Kementerian Keuangan menerbitkan Peraturan Menteri Keuangan (PMK) No. 75 Tahun 2012 tentang Penetapan Barang Ekspor yang Dikenakan Bea Keluar dan Tarif Bea Keluar. Aturan ini sebagai tindak lanjut dari Permen ESDM No. 7 Tahun 2012 tentang Peningkatan Nilai Tambah Mineral Melalui Kegiatan Pengolahan dan Pemurnian Mineral serta Permendag No. 29 Tahun 2012 tentang Ketentuan Ekspor Produk Pertambangan.


Kepala Badan Kebijakan Fiskal Bambang Brodjonegoro mengatakan, penetapan bea keluar ini diberikan kepada 65 jenis barang hasil tambang untuk membenahi data ekspor yang selama ini dipublikasikan oleh Badan Pusat Statistik (BPS). “Sejauh ini pemerintah menilai data ekspor mineral mentah di BPS masih jauh dari angka yang sebenarnya,” katanya saat konferensi pers di Jakarta, Kamis (24/5).

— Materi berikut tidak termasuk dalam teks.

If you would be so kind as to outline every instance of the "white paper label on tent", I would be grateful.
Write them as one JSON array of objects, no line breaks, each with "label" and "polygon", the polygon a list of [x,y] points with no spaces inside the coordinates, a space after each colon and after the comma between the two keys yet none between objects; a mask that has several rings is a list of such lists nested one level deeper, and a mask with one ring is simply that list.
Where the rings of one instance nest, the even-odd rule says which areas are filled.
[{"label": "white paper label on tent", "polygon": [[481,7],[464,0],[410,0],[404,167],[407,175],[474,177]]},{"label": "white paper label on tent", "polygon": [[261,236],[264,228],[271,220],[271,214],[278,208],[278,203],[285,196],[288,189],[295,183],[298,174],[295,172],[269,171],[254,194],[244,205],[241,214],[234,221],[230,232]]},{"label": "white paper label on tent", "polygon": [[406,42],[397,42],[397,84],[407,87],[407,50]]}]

Bambang menjelaskan, hingga saat ini data ekspor yang tercatat di BPS tidak sesuai dengan data impor yang tercatat di negara tetangga penerima ekspor mineral. Dia mengatakan, tak menutup kemungkinan telah terjadi kebocoran eskpor mineral yang luput dari pengawasan pihak bea dan cukai. Hal ini menjadi persoalan tersendiri yang harus diperbaiki.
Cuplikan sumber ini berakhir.